Noch schlimmer ist das Heimkommen. Als erstes werde ich in ein Handtuch eingewickelt und dann drückt Frauchen an mir rum wie eine Wahnsinnige. Am schlimmsten ist es, wenn sie ihren Anfall kriegt und mich in die Badewanne steckt.

 

Mich!

 

Unter laufendes Wasser!

 

'Wo kann ich mich beschweren?!?'

Und danach steckt sie mich in einen komischen rosa Bademantel und erklärt mir, wie wahnsinnig süüüüß ich aussehe.

 

Echt jetzt, das braucht kein Hund.

 

Nur die Creme, mit der sie mir hinterher meine Pfoten einschmiert, schmeckt lecker.

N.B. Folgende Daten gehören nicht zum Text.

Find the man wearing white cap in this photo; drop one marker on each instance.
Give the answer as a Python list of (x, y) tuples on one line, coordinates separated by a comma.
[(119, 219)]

Aber damit kann sie mich ja auch im Sommer verwöhnen, oder?

 

Ist das Winter oder kann das weg? Also, wegen mir sofort.

 

 

'Weckt mich, wenn's Frühling wird.'

4 Tipps, um gut mit Hund über den Winter zu kommen

Man soll ja immer aus jeder Situation das Beste machen, sagen die Motivationsratgeber. Auch aus dem Winter. Okay, dann hier also ein paar Ideen, wie man als Zwei- und Vierbeiner durch die schmuddelige Jahreszeit kommt.

Tipp #1: Man muss dem Hund Spaß am schlechten Wetter vermitteln!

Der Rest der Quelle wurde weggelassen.